The good news: PHP has lots and lots of useful built-in functions for all sorts of things.
The bad news: PHP has lots and lots of useful built-in functions I don’t know about.
Sometimes it’s almost an embarrassment of riches. You think you know PHP pretty well and know how to write some pretty slick code. In a thread at PHPBuilder.com I threw together a bit of code to build a CSV file from a database query. I figured I was being fairly clever using the uniqid() function to create a unique file name I could use for temporary storage of the CSV data, fopen()-ing it and then eventually using readfile() to output it to the user, followed by an unlink() of the file once it’s done.
Then fellow moderator “Weedpacket” pointed out to me the tmpfile() function, which I’d never run into before, and which makes it easy to open up a temporary file. It returns a file handle similarly to the fopen() function. The nice part is that you do not have to worry at all about generating a unique name, and the file is automatically deleted upon script completion (or when you fclose() it should you choose to).

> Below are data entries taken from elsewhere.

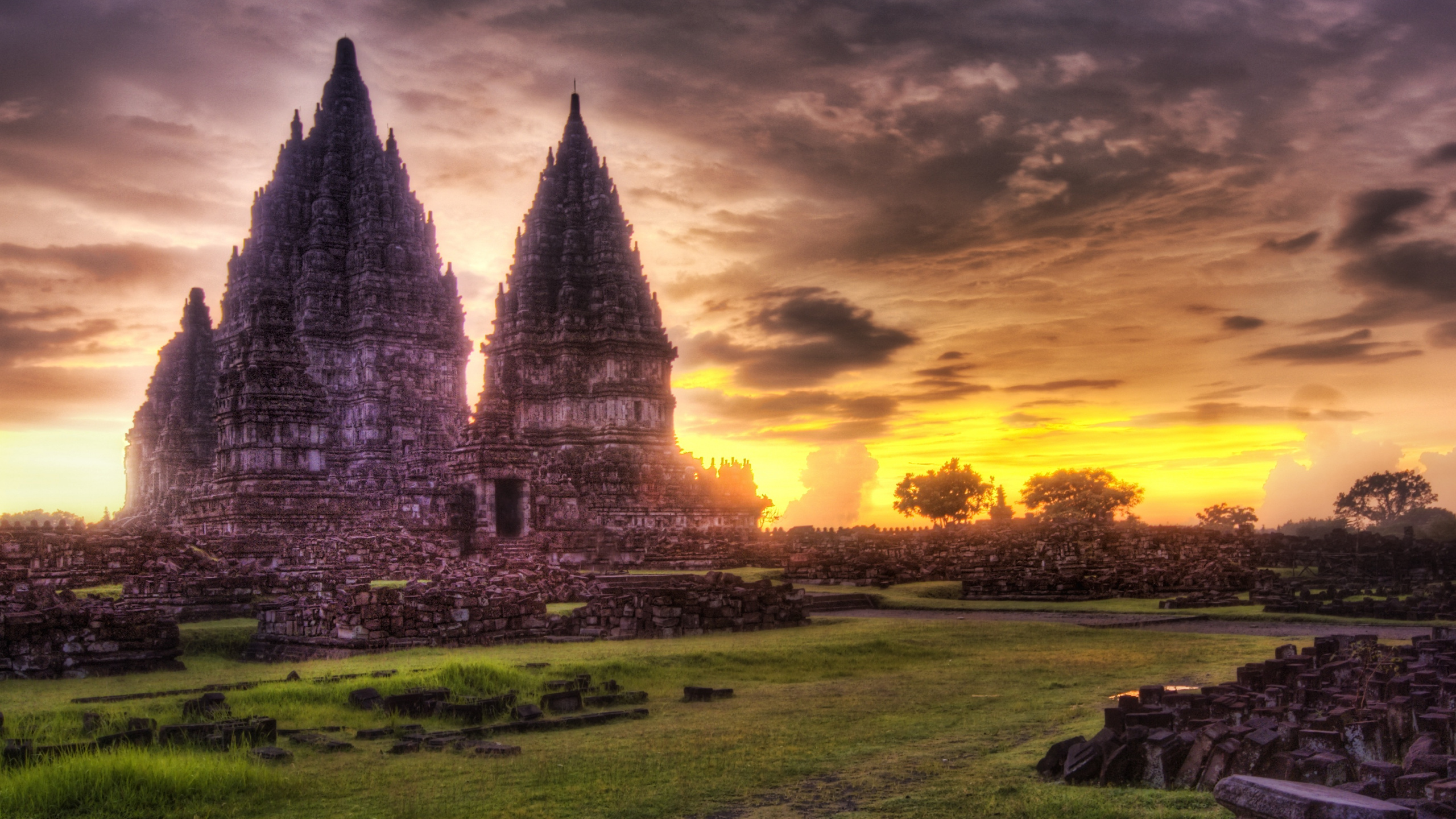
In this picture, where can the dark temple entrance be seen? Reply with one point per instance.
(508, 522)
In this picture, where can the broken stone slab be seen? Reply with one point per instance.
(1259, 797)
(271, 754)
(365, 698)
(562, 701)
(319, 742)
(485, 748)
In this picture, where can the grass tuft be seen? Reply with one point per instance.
(137, 783)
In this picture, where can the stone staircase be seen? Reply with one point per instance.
(836, 602)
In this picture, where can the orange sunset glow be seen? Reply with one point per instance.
(1210, 248)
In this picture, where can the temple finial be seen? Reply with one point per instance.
(344, 59)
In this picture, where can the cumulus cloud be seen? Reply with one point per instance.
(1441, 473)
(838, 481)
(1242, 322)
(1068, 384)
(35, 397)
(1296, 245)
(1355, 348)
(1234, 413)
(1374, 216)
(1337, 458)
(805, 416)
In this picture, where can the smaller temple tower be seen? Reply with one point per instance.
(571, 444)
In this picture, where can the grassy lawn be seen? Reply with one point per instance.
(749, 573)
(945, 595)
(858, 717)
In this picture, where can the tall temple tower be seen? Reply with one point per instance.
(573, 437)
(340, 356)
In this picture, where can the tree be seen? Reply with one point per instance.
(1385, 496)
(1079, 494)
(945, 494)
(1001, 511)
(1228, 518)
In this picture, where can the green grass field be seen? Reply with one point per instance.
(851, 717)
(944, 595)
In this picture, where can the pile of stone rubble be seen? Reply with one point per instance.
(350, 618)
(680, 605)
(48, 634)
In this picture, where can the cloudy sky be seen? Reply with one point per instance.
(1207, 245)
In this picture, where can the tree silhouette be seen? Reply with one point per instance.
(1001, 511)
(945, 494)
(1385, 496)
(1079, 494)
(1226, 518)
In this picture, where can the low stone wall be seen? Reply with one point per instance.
(73, 560)
(46, 636)
(1345, 713)
(354, 618)
(689, 605)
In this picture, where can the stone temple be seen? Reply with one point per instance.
(331, 395)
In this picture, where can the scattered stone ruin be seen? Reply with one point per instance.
(1345, 713)
(48, 634)
(331, 394)
(683, 605)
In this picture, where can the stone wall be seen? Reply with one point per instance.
(46, 636)
(1343, 713)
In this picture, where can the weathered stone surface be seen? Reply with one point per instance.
(1259, 797)
(573, 442)
(50, 634)
(273, 754)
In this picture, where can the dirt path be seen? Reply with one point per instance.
(1196, 624)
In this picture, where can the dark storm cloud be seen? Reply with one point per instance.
(92, 266)
(22, 340)
(1442, 334)
(1242, 322)
(931, 127)
(948, 372)
(1353, 349)
(1296, 245)
(1068, 384)
(809, 416)
(1443, 155)
(809, 337)
(1374, 216)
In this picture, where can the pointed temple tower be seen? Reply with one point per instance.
(571, 444)
(338, 362)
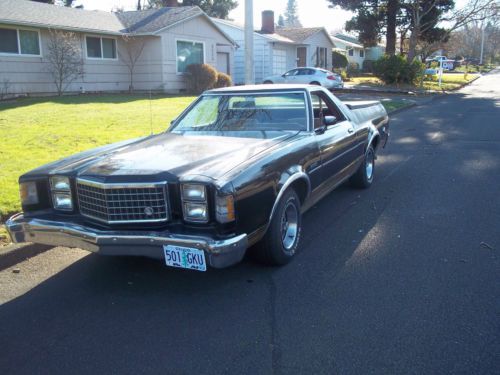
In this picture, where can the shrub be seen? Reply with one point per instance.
(200, 77)
(395, 70)
(352, 69)
(223, 80)
(339, 60)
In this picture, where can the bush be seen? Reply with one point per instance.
(395, 70)
(223, 80)
(352, 69)
(368, 66)
(200, 77)
(339, 60)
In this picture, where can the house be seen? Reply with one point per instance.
(277, 50)
(170, 39)
(355, 51)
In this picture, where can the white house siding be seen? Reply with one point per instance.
(198, 30)
(318, 40)
(262, 54)
(30, 75)
(356, 58)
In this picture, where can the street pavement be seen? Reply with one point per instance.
(402, 278)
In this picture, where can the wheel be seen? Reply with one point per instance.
(363, 177)
(281, 241)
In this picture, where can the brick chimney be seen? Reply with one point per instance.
(267, 22)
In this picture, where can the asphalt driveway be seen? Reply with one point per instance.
(399, 279)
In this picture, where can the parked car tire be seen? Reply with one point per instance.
(281, 241)
(363, 178)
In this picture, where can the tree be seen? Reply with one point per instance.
(132, 51)
(281, 21)
(64, 56)
(214, 8)
(291, 14)
(425, 15)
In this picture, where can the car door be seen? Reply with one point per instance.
(337, 142)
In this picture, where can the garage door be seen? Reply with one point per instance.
(279, 61)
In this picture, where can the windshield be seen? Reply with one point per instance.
(246, 112)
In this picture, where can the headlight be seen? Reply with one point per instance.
(194, 192)
(61, 193)
(62, 201)
(28, 192)
(60, 183)
(224, 209)
(195, 212)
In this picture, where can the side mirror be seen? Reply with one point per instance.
(329, 120)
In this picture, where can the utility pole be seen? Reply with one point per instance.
(249, 72)
(482, 43)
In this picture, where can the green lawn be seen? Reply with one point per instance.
(37, 131)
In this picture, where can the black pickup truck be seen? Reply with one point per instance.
(237, 168)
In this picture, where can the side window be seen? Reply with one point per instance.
(323, 106)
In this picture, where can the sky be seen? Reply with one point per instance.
(312, 13)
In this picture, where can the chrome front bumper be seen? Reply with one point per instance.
(220, 253)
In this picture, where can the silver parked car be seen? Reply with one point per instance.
(314, 76)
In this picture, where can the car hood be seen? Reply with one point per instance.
(171, 154)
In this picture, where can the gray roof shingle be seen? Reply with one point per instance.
(151, 20)
(23, 12)
(298, 34)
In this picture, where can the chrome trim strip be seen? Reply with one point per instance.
(118, 185)
(57, 233)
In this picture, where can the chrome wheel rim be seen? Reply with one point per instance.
(289, 225)
(369, 165)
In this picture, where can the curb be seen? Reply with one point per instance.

It serves as a slightly humbling reminder that when working with PHP, before you write code to do something that someone else has likely had to do in the past, it is probably worth your while to scan through the function lists of applicable sections of the manual to see if there is already a built-in function which does what you need. It is often worth the time to make that search, as the built-in functions are likely to be faster than your own user-defined functions, plus hopefully they should be more robust.